Clinical Trials Logo

Clinical Trial Details — Status: Completed

Administrative data

NCT number NCT02451072
Other study ID # LSDPUK-126
Secondary ID
Status Completed
Phase N/A
First received May 13, 2015
Last updated January 29, 2016
Start date March 2015
Est. completion date January 2016

Study information

Verified date January 2016
Source Psychiatric University Hospital, Zurich
Contact n/a
Is FDA regulated No
Health authority Switzerland: Federal Office of Public Health
Study type Interventional

Clinical Trial Summary

Aim of the present study is to investigate the neuronal correlates of self and of personal meaning as well as the role of the serotonin (5-HT) 2A receptor system in these processes using functional magnetic resonance imaging (fMRI) and psychometric and cognitive measures.


Description:

The present study aims at identifying the contribution of the 5-HT2A receptor system to the formation of self and personal meaning in normal and altered states of consciousness. Specifically, the effect of the 5-HT2/1/6/7 receptor agonist lysergic acid diethylamide (LSD) on self-consciousness, perception and the making of meaning will be assessed in 25 healthy subjects using a randomized, placebo-controlled, double blind, cross-over design. Furthermore, the contribution of the 5-HT2A receptor to these functions shall be assessed by pretreatment with the specific 5-HT2A antagonist ketanserin.

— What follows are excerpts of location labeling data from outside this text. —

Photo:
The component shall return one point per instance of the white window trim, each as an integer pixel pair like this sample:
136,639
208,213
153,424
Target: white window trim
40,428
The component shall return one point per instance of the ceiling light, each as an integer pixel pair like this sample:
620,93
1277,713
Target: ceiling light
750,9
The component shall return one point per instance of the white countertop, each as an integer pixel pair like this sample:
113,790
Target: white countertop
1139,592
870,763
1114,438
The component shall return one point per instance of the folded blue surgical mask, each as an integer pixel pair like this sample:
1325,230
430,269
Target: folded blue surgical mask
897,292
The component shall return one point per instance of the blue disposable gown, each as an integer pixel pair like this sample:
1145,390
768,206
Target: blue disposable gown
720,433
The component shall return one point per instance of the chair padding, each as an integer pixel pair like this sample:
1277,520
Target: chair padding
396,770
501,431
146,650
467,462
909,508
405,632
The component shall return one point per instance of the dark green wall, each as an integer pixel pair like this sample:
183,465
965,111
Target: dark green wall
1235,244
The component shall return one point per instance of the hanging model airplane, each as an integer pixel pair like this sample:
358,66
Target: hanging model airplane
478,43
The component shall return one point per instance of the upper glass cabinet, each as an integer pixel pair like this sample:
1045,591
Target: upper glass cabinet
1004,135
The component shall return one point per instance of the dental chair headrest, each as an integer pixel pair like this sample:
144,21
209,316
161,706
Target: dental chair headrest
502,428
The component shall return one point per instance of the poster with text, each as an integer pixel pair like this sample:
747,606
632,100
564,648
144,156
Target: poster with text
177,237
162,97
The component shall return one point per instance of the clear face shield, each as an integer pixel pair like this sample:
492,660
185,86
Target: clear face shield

Recruitment information / eligibility

Status Completed
Enrollment 25
Est. completion date January 2016
Est. primary completion date January 2016
Accepts healthy volunteers Accepts Healthy Volunteers
Gender Both
Age group 20 Years to 40 Years
Eligibility Inclusion Criteria:

- Healthy male and female volunteers at the age of 20-40

- Willing and capable to give informed consent for study participation as documented by signature after the nature of the study has been thoroughly explained

- Willing to refrain from drinking alcohol the day before testing session, from drinking alcohol and caffeinated drinks at the testing days and from consuming psychoactive substances 2 weeks before testing days and for the duration of the study

- Able and willing to comply with all study requirements

- MRI-compatible body shape and size (Body mass index [BMI] 17-30)

- Right-handedness

Exclusion Criteria:

- Poor knowledge of the German language

- Previous significant adverse response to a hallucinogenic drug

- Participation in another study where pharmaceutical compounds are given within the 30 days preceding and during the present study

- Self or first-degree relatives with present or antecedent psychiatric disorders

- Present or antecedent alcohol/drug dependence or present alcohol/drug abuse

- History of head trauma, fainting, seizures, or electroconvulsive therapy

- Recent cardiac or brain surgery

- Current use of medication known to affect brain function (e.g. benzodiazepines, antihistamines, aspirin, beta blockers, theophylline, acetazolamide, etc.)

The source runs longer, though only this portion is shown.